As of July 1st, authors who enroll their books in KDP Select are being paid differently for borrows. The payment for borrows is now calculated based on how many pages of the book have been read, rather than the number of borrows that reached a certain percentage. This means that a longer book read cover-to-cover will now earn more money than a shorter book also read cover-to-cover. It also means that longer books that do not keep the audience’s attention will not earn as much money, because the author will only get paid for the pages that were actually read. In theory, this service should benefit time and effort, for longer books which are well-written are the ones which serve to make the most money. However, there are different sides to this.
WHY THE CHANGE?
Gaming the System
Part of the reason for this change was because of some authors gaming the system. Authors would publish extremely short books so that they could get to the magical percent easier. With the new system, they will now only be paid per page, so if the shorter books have less potential for gain. However, writing short books is not a completely bad strategy under the new KU Pages Read system. The two biggest benefits to writing the shorter books are: it’s easier to keep the reader’s attention, and it’s possible to get books out at a faster pace.

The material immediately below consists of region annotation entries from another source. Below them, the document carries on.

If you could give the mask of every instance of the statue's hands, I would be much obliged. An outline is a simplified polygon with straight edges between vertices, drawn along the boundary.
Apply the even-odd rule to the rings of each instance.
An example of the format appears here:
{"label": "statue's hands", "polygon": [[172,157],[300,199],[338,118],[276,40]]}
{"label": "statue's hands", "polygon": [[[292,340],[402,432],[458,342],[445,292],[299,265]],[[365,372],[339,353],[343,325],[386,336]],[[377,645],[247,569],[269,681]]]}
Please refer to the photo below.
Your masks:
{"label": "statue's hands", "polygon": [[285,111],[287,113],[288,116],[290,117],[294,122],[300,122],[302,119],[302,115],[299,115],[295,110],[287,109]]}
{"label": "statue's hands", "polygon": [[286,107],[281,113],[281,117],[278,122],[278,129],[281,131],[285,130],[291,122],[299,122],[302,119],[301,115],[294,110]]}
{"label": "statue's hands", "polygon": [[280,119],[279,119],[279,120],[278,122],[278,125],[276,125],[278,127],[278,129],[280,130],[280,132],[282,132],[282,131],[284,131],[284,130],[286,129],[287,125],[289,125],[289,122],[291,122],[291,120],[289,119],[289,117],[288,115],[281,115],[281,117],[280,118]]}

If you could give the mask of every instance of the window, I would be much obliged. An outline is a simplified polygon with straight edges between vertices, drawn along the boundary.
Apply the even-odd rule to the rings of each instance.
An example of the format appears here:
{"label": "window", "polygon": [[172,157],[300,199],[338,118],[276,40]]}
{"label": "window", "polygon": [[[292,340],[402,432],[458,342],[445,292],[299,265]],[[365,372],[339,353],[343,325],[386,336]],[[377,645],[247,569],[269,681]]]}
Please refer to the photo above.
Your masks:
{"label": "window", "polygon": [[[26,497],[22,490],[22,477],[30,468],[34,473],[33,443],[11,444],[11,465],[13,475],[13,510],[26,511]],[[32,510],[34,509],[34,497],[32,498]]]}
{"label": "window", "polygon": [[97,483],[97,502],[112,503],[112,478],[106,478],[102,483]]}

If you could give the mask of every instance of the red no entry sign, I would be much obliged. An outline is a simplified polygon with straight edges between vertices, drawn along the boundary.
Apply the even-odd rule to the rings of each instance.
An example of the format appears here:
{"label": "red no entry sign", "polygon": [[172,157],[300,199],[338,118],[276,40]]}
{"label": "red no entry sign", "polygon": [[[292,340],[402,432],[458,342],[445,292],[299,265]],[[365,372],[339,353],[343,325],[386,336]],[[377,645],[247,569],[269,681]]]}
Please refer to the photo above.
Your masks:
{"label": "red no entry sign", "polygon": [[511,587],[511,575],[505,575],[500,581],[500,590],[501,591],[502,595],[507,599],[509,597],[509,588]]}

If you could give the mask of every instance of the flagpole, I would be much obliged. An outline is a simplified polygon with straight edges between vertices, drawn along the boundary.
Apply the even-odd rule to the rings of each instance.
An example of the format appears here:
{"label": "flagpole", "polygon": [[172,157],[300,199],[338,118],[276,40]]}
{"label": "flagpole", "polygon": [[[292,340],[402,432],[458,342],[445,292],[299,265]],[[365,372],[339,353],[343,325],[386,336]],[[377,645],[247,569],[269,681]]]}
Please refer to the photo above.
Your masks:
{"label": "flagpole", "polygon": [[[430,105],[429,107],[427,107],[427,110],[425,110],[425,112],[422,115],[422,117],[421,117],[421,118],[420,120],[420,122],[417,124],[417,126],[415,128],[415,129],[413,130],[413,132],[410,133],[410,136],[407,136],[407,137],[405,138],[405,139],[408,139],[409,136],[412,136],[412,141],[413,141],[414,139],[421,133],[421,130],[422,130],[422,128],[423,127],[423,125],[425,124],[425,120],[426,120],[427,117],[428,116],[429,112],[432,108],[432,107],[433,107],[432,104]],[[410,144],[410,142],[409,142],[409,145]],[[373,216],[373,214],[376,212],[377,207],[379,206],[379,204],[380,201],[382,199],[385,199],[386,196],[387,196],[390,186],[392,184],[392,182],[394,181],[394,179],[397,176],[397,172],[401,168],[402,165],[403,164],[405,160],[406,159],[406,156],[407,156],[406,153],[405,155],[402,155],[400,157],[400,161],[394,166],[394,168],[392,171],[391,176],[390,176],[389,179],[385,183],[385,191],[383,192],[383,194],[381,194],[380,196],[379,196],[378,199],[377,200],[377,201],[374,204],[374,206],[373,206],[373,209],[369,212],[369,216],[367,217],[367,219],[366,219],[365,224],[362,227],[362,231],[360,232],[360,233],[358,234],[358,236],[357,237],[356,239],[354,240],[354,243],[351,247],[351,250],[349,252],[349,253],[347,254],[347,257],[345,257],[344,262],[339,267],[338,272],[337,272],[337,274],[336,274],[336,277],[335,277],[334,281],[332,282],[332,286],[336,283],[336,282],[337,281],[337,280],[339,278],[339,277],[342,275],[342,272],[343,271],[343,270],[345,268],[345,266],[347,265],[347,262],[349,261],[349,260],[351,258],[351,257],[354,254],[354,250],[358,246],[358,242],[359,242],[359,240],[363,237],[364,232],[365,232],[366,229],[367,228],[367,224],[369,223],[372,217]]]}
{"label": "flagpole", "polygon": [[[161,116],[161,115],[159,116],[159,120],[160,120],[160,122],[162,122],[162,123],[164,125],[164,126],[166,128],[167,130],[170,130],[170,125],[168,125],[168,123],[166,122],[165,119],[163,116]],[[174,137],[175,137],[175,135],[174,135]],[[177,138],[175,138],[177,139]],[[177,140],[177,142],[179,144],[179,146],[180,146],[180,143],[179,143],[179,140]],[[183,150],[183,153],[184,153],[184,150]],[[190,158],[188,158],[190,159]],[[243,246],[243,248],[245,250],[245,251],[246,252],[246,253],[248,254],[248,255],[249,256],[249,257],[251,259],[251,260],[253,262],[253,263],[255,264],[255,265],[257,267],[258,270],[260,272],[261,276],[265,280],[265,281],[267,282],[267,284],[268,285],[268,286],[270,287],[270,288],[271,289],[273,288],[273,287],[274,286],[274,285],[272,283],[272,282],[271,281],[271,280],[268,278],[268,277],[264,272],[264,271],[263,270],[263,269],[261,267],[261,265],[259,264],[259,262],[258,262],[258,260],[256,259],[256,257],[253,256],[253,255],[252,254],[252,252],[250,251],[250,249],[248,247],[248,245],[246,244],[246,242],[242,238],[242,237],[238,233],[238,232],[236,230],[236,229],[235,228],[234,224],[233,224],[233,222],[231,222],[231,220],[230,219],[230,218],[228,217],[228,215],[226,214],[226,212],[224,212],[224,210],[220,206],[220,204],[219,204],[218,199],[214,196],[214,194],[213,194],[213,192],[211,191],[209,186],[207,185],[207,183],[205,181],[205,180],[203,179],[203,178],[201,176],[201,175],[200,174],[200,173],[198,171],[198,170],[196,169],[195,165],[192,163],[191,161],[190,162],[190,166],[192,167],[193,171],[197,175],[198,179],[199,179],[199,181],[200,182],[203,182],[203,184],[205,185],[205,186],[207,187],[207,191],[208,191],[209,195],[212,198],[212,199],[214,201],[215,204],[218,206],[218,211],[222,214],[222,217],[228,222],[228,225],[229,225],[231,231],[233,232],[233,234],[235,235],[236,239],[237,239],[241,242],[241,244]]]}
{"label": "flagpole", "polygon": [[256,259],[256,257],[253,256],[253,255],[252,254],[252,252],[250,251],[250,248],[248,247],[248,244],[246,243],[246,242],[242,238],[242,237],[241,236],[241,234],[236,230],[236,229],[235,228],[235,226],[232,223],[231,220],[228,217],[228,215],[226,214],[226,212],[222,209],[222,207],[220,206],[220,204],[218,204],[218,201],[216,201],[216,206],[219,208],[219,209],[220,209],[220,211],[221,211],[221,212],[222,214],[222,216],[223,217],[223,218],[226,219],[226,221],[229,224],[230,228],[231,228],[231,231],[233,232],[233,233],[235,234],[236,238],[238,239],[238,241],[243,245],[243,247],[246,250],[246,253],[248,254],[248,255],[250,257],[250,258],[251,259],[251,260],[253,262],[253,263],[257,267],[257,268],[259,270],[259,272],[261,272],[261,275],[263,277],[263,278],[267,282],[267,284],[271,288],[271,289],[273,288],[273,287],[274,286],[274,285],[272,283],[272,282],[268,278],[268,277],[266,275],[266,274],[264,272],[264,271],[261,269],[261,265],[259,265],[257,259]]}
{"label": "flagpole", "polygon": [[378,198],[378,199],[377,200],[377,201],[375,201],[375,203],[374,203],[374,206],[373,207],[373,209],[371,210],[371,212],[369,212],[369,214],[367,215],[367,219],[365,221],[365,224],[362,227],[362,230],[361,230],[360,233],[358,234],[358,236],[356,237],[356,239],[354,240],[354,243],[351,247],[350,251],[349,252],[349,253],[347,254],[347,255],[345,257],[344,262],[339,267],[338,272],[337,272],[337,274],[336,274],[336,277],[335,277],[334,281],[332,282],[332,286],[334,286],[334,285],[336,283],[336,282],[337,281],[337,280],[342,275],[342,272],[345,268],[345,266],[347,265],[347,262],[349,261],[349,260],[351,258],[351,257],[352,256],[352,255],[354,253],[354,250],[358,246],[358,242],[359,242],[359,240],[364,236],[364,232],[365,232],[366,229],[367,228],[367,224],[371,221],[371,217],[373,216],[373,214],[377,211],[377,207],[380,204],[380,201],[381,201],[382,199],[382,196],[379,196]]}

If, for example, you primarily write reference books, it might be beneficial to you to write many single-subject books. If the reader who borrows your book is interested in that subject, then they are more likely to read the entire thing.
It is also important to note that six (6) fifty-page books have the potential to make the same amount of money as one 300-page book. Therefore, authors of short books are not necessarily out of luck with Pages Read, although they may not make quite as much money as they did under the old system.
Authors were gaming the system by publishing shorter books in order to easily obtain that magical payment percent.
The other group of concerned authors under this new system includes writers who publish books of which only certain sections are read often, such as cook books or different types of non-fiction books. Authors of these types of books are aware that very few readers are going to go through every page of their book, so they may be worried about earning less money than they did before.
However, this is not necessarily the case. Under the old Kindle Unlimited system, a certain percentage had to be reached in order for the author to get paid for that borrow. This means that if a reader only looked at one recipe in the book, the author may not get paid anything at all. Under the new system, the author is guaranteed to get paid something for every borrower who reads part of their book, and that can add up.
Quality versus Padding
As for professional novelists, the best policy is to continue putting out quality books. Trying to pad your books will not help you earn more money; front and back material aren’t included in the page count, and adding unnecessary filler to the body of your book will probably make readers abandon it altogether.
If you notice that quite a few readers seem to not be finishing your novels, here are some tips to keep them engaged:
- make the reader curious about what’s going to happen next,
- keep chapters short,
- and make your language concise so as to get to the action as fast as possible.
If you had no trouble getting readers to the magic percentage point before the change, then sit back and enjoy the spoils.
Most authors will probably find that they like the new system for borrows on Kindle better than the old one. It’s a far fairer system to the quality authors, as reader engagement throughout the entire book is now being rewarded. And with the new system, (self) publishers will also find it harder to cheat the system.
As a reader of Kindle books, I am supportive of the change. The new system will encourage writers to strive to improve their skills. Serious authors, who have talent, have put in a lot of hard work, and sought professional editing are going to have the most success with Kindle Unlimited Pages Read, which is how it should be.